Bunalım koşulları Alman liderleri 20 yıllık serbest ticaret uygulamasından denetimli ekonomiye dönmeye yöneltti. Yeni döneme damgasını vuran yoğunlaşma oldu. Almanya büyük sanayi, büyük tarım, büyük bankacılık ve büyük yönetim ülkesi hâline geldi. Devlet korumasındaki kartel anlaşmalarıyla pazar bölüşüldü; mamul mallarda standartlaşmaya gidildi; sabit fiyat uygulamasına geçildi. Kartelleşme çelik, kömür, cam, çimento, potas ve kimya sanayilerinde hızla yayıldı. 1882-95 arasında toplam işyeri sayısı yüzde 4,6 ama 50'den fazla işçi çalıştıran işyeri sayısı yüzde 90 arttı. 1878-79'da muhafazakâr partilerle birleşip Ulusal Liberaller'e sırt çeviren Bismarck ayrıca sanayi ve tarımın gümrük duvarlarıyla korunmasını öngören bir ekonomi politikasını benimsedi. Tarım ürünlerinde gümrük iki kez yükseltildi ve toprak sahibi Junker'lere sübvansiyon sağlandı. Böylece toprak sahipleri, büyük sanayi, ordu ve sivil bürokrasinin üst kademeleri arasında sosyal demokrasiyi ve siyasal özgürleşmeyi önlemeye, ayrıca piyasadaki dalgalanmalardan korunmaya yönelik bir ittifak oluştu.

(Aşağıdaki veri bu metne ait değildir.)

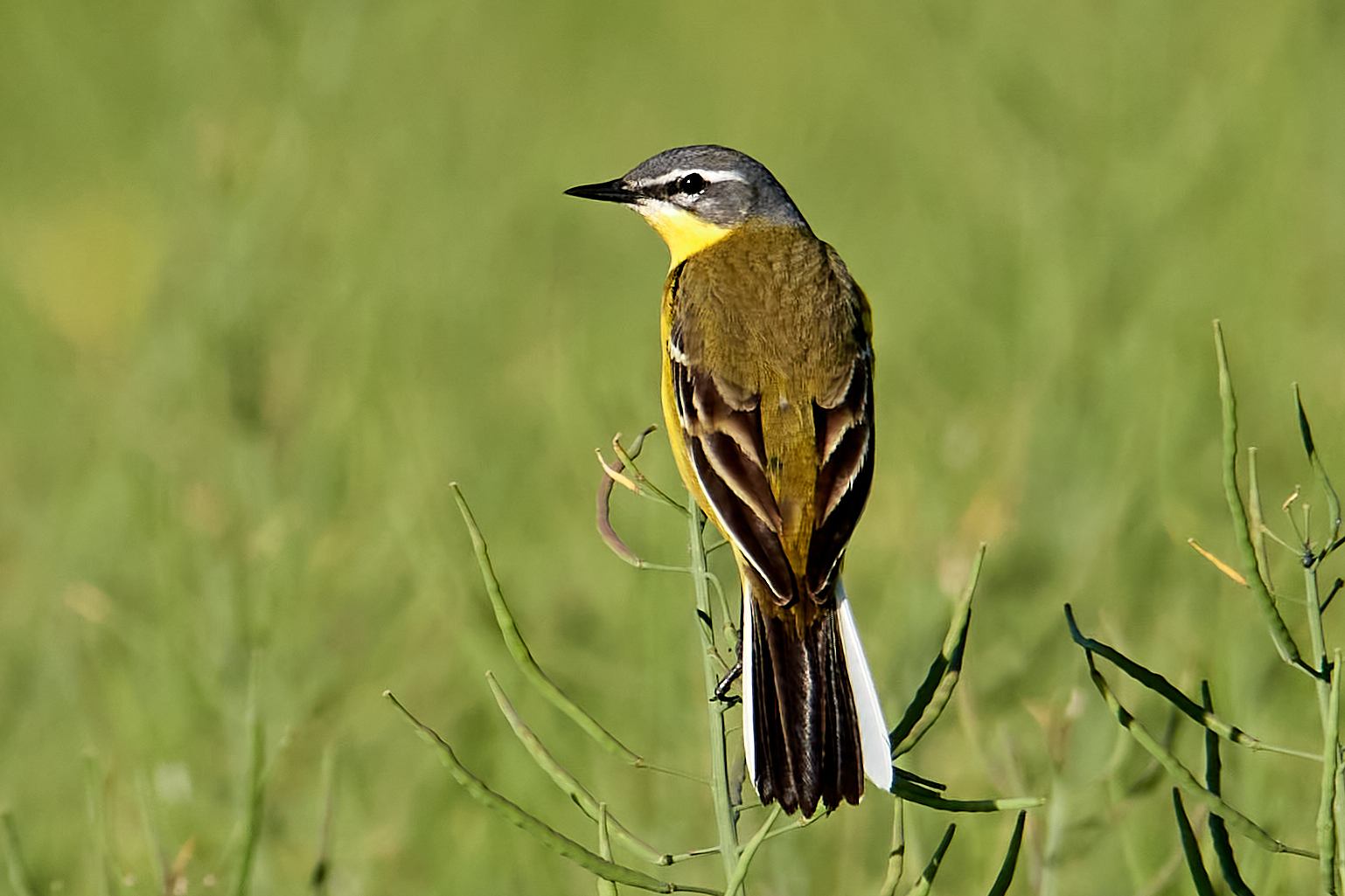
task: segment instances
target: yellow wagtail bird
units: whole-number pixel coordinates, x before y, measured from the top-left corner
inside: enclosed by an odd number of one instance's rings
[[[566,191],[639,211],[672,265],[663,414],[678,471],[742,578],[742,737],[763,803],[811,815],[892,787],[841,584],[873,480],[869,300],[763,164],[668,149]]]

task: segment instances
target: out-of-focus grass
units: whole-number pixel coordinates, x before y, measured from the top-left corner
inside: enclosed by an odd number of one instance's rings
[[[261,648],[268,751],[291,733],[254,892],[307,880],[331,743],[332,893],[588,892],[378,698],[594,842],[495,716],[483,671],[516,675],[449,479],[542,663],[651,759],[703,771],[689,589],[592,527],[593,447],[659,418],[666,257],[560,192],[683,143],[767,163],[873,300],[878,468],[847,578],[890,712],[991,542],[962,725],[915,771],[990,794],[1011,751],[1048,791],[1028,708],[1084,683],[1065,600],[1209,677],[1224,716],[1311,744],[1302,677],[1184,539],[1233,553],[1210,318],[1267,505],[1311,480],[1291,379],[1345,471],[1342,30],[1315,1],[0,5],[0,800],[36,885],[95,885],[86,751],[129,889],[152,892],[137,771],[168,861],[195,837],[191,885],[226,885]],[[617,514],[681,556],[675,519]],[[713,839],[689,786],[515,692],[624,822],[671,852]],[[1134,892],[1176,848],[1165,790],[1108,809],[1118,736],[1100,705],[1075,720],[1059,892]],[[1229,756],[1225,792],[1306,844],[1314,778]],[[760,889],[876,888],[889,823],[870,798],[767,845]],[[943,819],[908,823],[923,861]],[[939,889],[982,888],[1007,825],[960,825]],[[1258,892],[1313,880],[1237,846]]]

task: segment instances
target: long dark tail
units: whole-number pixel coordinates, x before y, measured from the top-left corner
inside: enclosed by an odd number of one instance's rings
[[[859,720],[846,667],[837,600],[803,626],[745,599],[744,735],[763,803],[811,815],[863,794]],[[751,619],[746,619],[749,616]],[[858,662],[863,663],[862,652]],[[868,675],[866,675],[868,678]],[[872,685],[870,685],[872,687]],[[881,725],[881,718],[880,718]],[[751,729],[751,731],[748,731]],[[886,731],[882,732],[886,743]],[[890,760],[889,760],[890,766]]]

1890'daki istifasına değin Bismarck dış politikaya neredeyse istediği gibi yön verdi. Üç askeri zaferden sonra görevi barışı yerleştirerek zaman kazanmak, böylece Orta Avrupa'da güçlü bir Alman İmparatorluğu'nun doğal kabul edilmesini sağlamaktı. En büyük sorunları ise Balkanlar'da ve Fransa'da görüyordu. Osmanlı Devleti'nin çöküşü Balkanlar'da Avusturya ile Rusya arasında çatışmaya yol açabilir, gerek bu olay; gerekse Fransa'nın Almanya'dan öç almak istemesi Avrupa'yı yeniden savaşa sürükleyebilirdi.

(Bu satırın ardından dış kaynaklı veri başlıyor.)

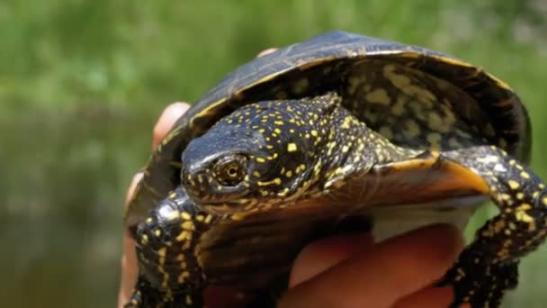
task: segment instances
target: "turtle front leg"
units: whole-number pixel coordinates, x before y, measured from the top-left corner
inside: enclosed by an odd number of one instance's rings
[[[211,221],[182,187],[157,204],[137,228],[139,279],[126,307],[203,307],[196,246]]]
[[[142,275],[139,276],[137,284],[130,301],[124,308],[201,308],[203,307],[202,292],[173,294],[167,290],[161,292],[154,288]]]
[[[490,146],[446,153],[484,178],[500,213],[476,234],[441,285],[453,285],[453,307],[498,307],[517,285],[521,257],[547,234],[547,190],[530,168]]]

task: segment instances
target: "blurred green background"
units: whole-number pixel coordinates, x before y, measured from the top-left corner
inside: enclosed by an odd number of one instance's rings
[[[443,50],[507,80],[547,178],[546,16],[547,0],[3,0],[0,305],[113,306],[123,195],[163,107],[322,32]],[[545,252],[524,261],[505,307],[547,304]]]

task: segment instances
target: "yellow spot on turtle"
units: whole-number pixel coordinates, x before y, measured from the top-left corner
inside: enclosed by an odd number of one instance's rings
[[[528,213],[526,213],[524,211],[516,212],[515,218],[516,218],[516,220],[519,222],[534,222],[534,218],[532,218],[532,216],[530,216]]]
[[[191,304],[193,303],[193,302],[192,301],[192,297],[190,295],[186,295],[186,301],[185,302],[186,302],[186,305],[191,305]]]
[[[405,126],[407,127],[407,131],[410,134],[410,136],[417,136],[420,133],[420,127],[417,125],[416,121],[414,120],[407,120],[405,122]]]
[[[186,221],[186,222],[183,222],[181,224],[181,227],[184,230],[188,230],[188,231],[194,231],[195,230],[195,226],[193,225],[193,222],[192,221]]]
[[[372,92],[367,93],[364,96],[370,103],[380,104],[390,104],[391,99],[388,95],[388,93],[383,88],[378,88]]]
[[[287,145],[287,151],[289,151],[289,152],[294,152],[294,151],[296,151],[297,149],[298,149],[298,148],[296,147],[296,143],[290,142],[290,143]]]
[[[518,184],[518,182],[516,182],[516,180],[508,180],[507,184],[509,185],[509,187],[511,187],[511,189],[517,189],[520,186],[520,184]]]
[[[190,240],[191,239],[190,234],[192,234],[190,231],[184,230],[179,233],[179,235],[175,240],[176,240],[176,241],[183,241],[183,240]]]
[[[140,243],[141,243],[142,245],[146,245],[146,244],[148,244],[148,235],[146,235],[146,234],[142,234],[142,235],[140,236]]]
[[[388,126],[381,127],[379,132],[387,139],[393,139],[393,132],[391,132],[391,129]]]
[[[287,98],[287,93],[285,91],[279,91],[275,94],[275,97],[277,99],[285,99]]]
[[[188,213],[188,212],[183,212],[183,213],[181,213],[181,218],[185,221],[189,221],[192,219],[192,216]]]
[[[271,186],[271,185],[276,185],[276,186],[279,186],[279,185],[281,185],[281,178],[279,178],[279,177],[275,177],[275,178],[274,178],[274,179],[273,179],[273,180],[270,180],[270,181],[265,181],[265,182],[263,182],[263,181],[257,181],[257,182],[256,182],[256,184],[257,184],[259,186]]]

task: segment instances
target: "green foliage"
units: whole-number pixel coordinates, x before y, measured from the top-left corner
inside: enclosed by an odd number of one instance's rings
[[[507,80],[529,107],[533,167],[547,178],[546,15],[545,0],[3,1],[3,303],[112,306],[124,189],[163,106],[195,101],[263,49],[327,31],[443,50]],[[507,307],[547,300],[541,255],[524,262]]]

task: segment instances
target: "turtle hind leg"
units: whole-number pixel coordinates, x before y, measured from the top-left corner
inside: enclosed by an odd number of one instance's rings
[[[471,307],[498,307],[506,290],[516,287],[518,262],[488,264],[470,246],[446,273],[440,285],[453,285],[454,302],[451,308],[468,303]]]
[[[203,307],[202,293],[163,292],[153,287],[142,276],[139,276],[137,284],[124,308],[202,308]]]
[[[480,228],[441,285],[454,287],[454,305],[498,307],[517,285],[520,258],[547,235],[547,190],[542,179],[504,150],[480,146],[445,156],[480,176],[499,213]]]

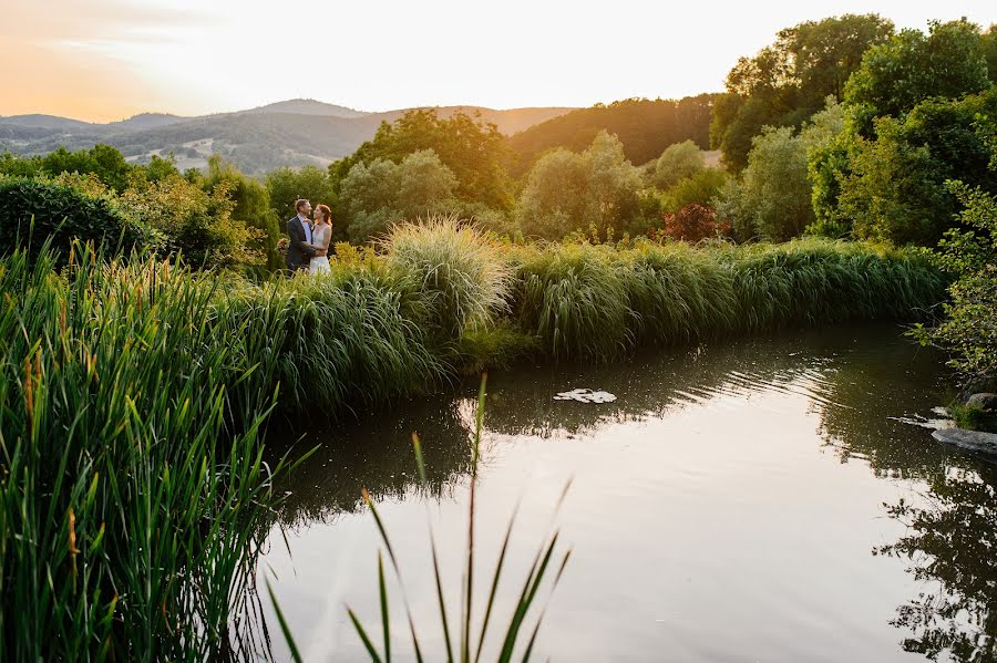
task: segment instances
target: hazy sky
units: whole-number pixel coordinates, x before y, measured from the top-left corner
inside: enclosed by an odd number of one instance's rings
[[[781,28],[866,12],[997,22],[994,0],[0,0],[0,115],[679,97],[721,90]]]

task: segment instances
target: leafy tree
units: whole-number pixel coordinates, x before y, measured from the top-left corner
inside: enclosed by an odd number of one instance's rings
[[[93,173],[101,182],[121,191],[129,184],[132,166],[116,148],[97,143],[90,149],[70,152],[60,147],[49,153],[41,159],[41,172],[50,176],[60,173]]]
[[[234,203],[233,222],[246,224],[258,230],[249,248],[266,257],[266,263],[260,267],[269,271],[280,269],[284,259],[277,250],[277,240],[281,230],[277,225],[277,213],[270,207],[267,187],[257,179],[244,175],[232,164],[225,163],[220,156],[212,155],[208,158],[208,173],[202,182],[202,188],[214,190],[218,186],[225,187]]]
[[[980,50],[987,61],[987,73],[991,83],[997,83],[997,23],[980,35]]]
[[[997,87],[960,101],[929,99],[903,118],[876,120],[875,137],[852,147],[837,217],[859,237],[935,246],[959,210],[946,180],[997,191],[984,137],[995,125]]]
[[[832,141],[842,124],[842,110],[831,97],[795,135],[790,127],[762,130],[741,179],[724,185],[717,203],[719,216],[732,222],[740,239],[785,240],[813,221],[809,155]]]
[[[845,14],[805,21],[779,32],[754,58],[741,58],[718,100],[710,139],[736,169],[748,163],[751,139],[761,127],[800,126],[821,110],[828,95],[840,100],[863,53],[893,34],[876,14]]]
[[[161,239],[106,196],[91,196],[58,182],[0,179],[0,255],[28,247],[37,256],[43,242],[51,240],[64,257],[74,238],[94,241],[111,252],[155,249]]]
[[[675,186],[706,167],[702,151],[692,141],[669,145],[655,162],[654,184],[660,189]]]
[[[179,251],[193,265],[212,269],[243,269],[263,259],[253,245],[259,231],[233,220],[230,183],[208,190],[173,175],[157,180],[133,177],[116,205],[161,232],[168,252]]]
[[[456,206],[456,177],[432,149],[414,152],[398,164],[386,158],[359,162],[340,188],[352,241],[382,235],[392,222],[425,218]]]
[[[41,173],[40,156],[21,156],[7,149],[0,154],[0,174],[11,177],[34,177]]]
[[[718,210],[741,239],[783,241],[813,220],[810,197],[803,143],[791,127],[765,127],[753,141],[740,183],[724,187]]]
[[[516,209],[523,231],[561,239],[589,226],[598,232],[638,218],[640,176],[616,136],[600,132],[582,154],[554,149],[530,172]]]
[[[730,232],[730,224],[717,220],[711,207],[692,203],[664,217],[664,235],[683,241],[699,241]]]
[[[931,23],[928,34],[903,30],[868,50],[849,79],[845,101],[871,137],[875,117],[897,117],[932,96],[958,99],[989,86],[979,27],[965,19]]]
[[[964,205],[960,225],[945,234],[935,253],[955,279],[946,320],[919,335],[954,351],[953,365],[966,374],[997,372],[997,196],[960,182],[949,190]]]
[[[510,172],[516,177],[525,175],[555,147],[583,152],[602,131],[617,136],[624,154],[635,164],[657,158],[666,147],[682,141],[706,148],[717,96],[700,94],[679,101],[628,99],[572,111],[511,136],[508,145],[515,158]]]
[[[720,194],[727,178],[727,173],[720,168],[703,168],[665,191],[661,207],[668,213],[676,213],[692,204],[708,206]]]
[[[286,221],[297,214],[295,200],[307,198],[312,205],[323,203],[336,207],[337,196],[328,170],[318,166],[301,168],[282,167],[273,170],[266,178],[270,208],[278,221]]]
[[[504,166],[505,137],[494,124],[465,113],[441,117],[435,108],[417,108],[394,123],[383,122],[373,138],[351,156],[331,164],[329,173],[339,184],[361,162],[399,164],[410,154],[426,149],[456,177],[458,198],[496,208],[512,204],[512,184]]]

Bismarck her ne kadar Realpolitik uygulamasının büyük ustası kabul edilirse de temelde monarşilerle ilişki kurmayı seçen, buna karşılık parlamenter hükûmetleri küçük gören bir politikacıydı. 1873'te Rusya ve Avusturya-Macaristan imparatorluklarıyla anlaşarak Üç İmparator Birliği'ni kurdu; Ama 1870'lerin ortalarında Osmanlıların Slav eyaletleri ayaklanınca birlik dağıldı. 1877'de Rusya Osmanlı Devleti'ne savaş açınca Britanya ve Avusturya-Macaristan Rus yayılmacılığından kaygılanmaya başladı. Bismarck ise Rusya'nın Ayastefanos Antlaşması'yla Osmanlılara kabul ettirdiği ağır koşulların 1878 Berlin Kongresi'nde yeniden görüşülmesini sağladı. 1879'da da Habsburglarla İkili İttifak'ı oluşturdu. Avusturya-Macaristan İmparatorluğu'nun dağılması durumunda Rusya'nın Polonya, Çekoslovakya ve öbür Slav topraklarına egemen olmasından korkuyordu; ayrıca bu durumda Almanya'ya göç edebilecek ve Merkez Partisi'ni güçlendirecek 7 milyon Germen kökenli Avusturyalı Katoliği de istemiyordu.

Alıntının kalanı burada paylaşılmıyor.